But he, and Dandy, too, had come to say good-by before marching, and Dandy's coat shone like silk, and he arched his pretty neck and looked at her with his soft brown eyes as though he wanted to tell her he knew all about it, as indeed he did. Had not Ray gone into the stable early that morning while he was crunching his oats and whispered it all, and ever so much more, into that sensitive ear? A famous confidant was Dandy on the long march that followed, for Ray used to bend down on his neck and talk about her to him time and again, to the wonderment of his "sub." Ray breakfasted at Mrs. Stannard's the morning of the start, and when he came away and it was time to mount, he wore in the b.u.t.ton-hole of his scouting-shirt a single daisy--Marion's own flower--and a tiny speck of dark-blue ribbon. The yellow facings of the cavalry were linked with the Sanford blue.
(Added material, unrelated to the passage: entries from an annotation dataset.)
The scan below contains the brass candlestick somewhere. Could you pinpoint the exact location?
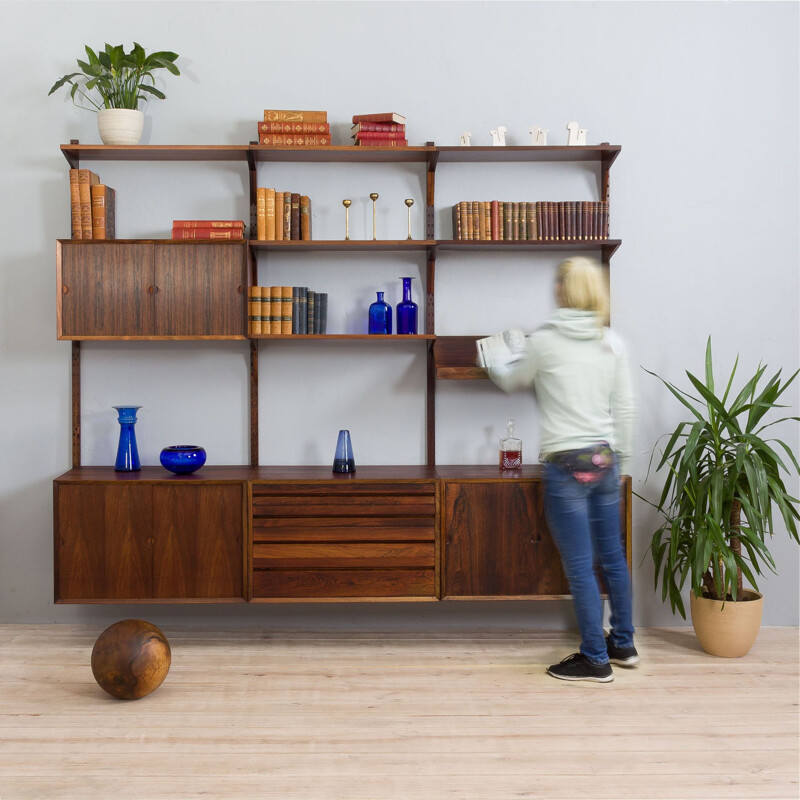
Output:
[406,197,414,239]
[342,200,353,239]
[369,192,378,241]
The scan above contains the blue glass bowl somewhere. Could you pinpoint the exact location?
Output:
[161,444,206,475]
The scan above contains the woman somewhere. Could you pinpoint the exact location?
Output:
[488,258,639,683]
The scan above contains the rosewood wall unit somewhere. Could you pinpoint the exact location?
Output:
[54,142,631,602]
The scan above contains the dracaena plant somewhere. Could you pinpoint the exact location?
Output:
[48,42,181,111]
[646,337,800,619]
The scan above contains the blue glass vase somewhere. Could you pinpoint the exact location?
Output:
[114,406,142,472]
[369,292,392,333]
[397,278,417,334]
[159,444,206,475]
[333,431,356,472]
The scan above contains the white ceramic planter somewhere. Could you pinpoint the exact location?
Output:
[97,108,144,144]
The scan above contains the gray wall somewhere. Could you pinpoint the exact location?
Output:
[0,2,800,626]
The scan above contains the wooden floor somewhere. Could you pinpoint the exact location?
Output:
[0,625,800,800]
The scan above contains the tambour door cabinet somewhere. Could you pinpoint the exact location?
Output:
[438,465,630,599]
[54,467,248,602]
[57,240,249,339]
[250,467,438,600]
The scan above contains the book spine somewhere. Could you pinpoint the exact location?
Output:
[90,183,116,239]
[300,194,311,242]
[282,286,292,333]
[172,219,244,230]
[256,186,267,242]
[283,192,292,242]
[172,228,244,241]
[292,192,300,240]
[275,192,285,242]
[69,169,83,239]
[264,108,328,122]
[264,188,275,242]
[78,169,100,239]
[258,133,331,147]
[258,122,331,136]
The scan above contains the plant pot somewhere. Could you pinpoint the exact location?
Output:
[97,108,144,144]
[689,589,764,658]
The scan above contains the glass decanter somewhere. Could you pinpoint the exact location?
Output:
[500,419,522,469]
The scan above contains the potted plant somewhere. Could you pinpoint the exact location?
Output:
[48,42,180,144]
[646,337,800,657]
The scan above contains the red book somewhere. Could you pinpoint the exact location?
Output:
[353,111,406,125]
[172,228,244,239]
[172,219,244,228]
[352,126,406,140]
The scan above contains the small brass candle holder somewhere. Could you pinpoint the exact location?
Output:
[406,197,414,239]
[342,200,353,239]
[369,192,378,241]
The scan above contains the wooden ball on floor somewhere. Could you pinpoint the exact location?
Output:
[92,619,172,700]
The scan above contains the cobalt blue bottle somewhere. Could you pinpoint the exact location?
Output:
[397,278,417,334]
[369,292,392,333]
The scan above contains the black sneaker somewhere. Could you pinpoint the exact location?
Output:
[606,636,639,667]
[547,653,614,683]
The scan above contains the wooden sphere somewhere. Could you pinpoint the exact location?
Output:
[92,619,172,700]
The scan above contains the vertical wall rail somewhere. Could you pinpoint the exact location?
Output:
[72,341,81,468]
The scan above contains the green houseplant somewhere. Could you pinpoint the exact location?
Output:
[646,337,800,655]
[48,42,180,144]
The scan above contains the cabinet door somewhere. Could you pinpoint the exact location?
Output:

And wasn't Blake in a gale that morning? Rattling with nonsense and misquotation and eagerness to be off, he strode from gallery to gallery with his Mexican spurs clattering at his heels. He had bought in town a little china match-safe, which he gravely presented to Mrs. Whaling as a slight addition to the collection of what she termed her brick-a-braw.

He implored Mrs. Turner to sing to him just once, for singing was a doubtful accomplishment of hers, and she had already good reason to know that he had paraphrased one of her songs, because of her defective enunciation, into--

"Some day, some day, some day I shall meat chew,"

and she never forgave ridicule. He declared he meant to kiss Mrs.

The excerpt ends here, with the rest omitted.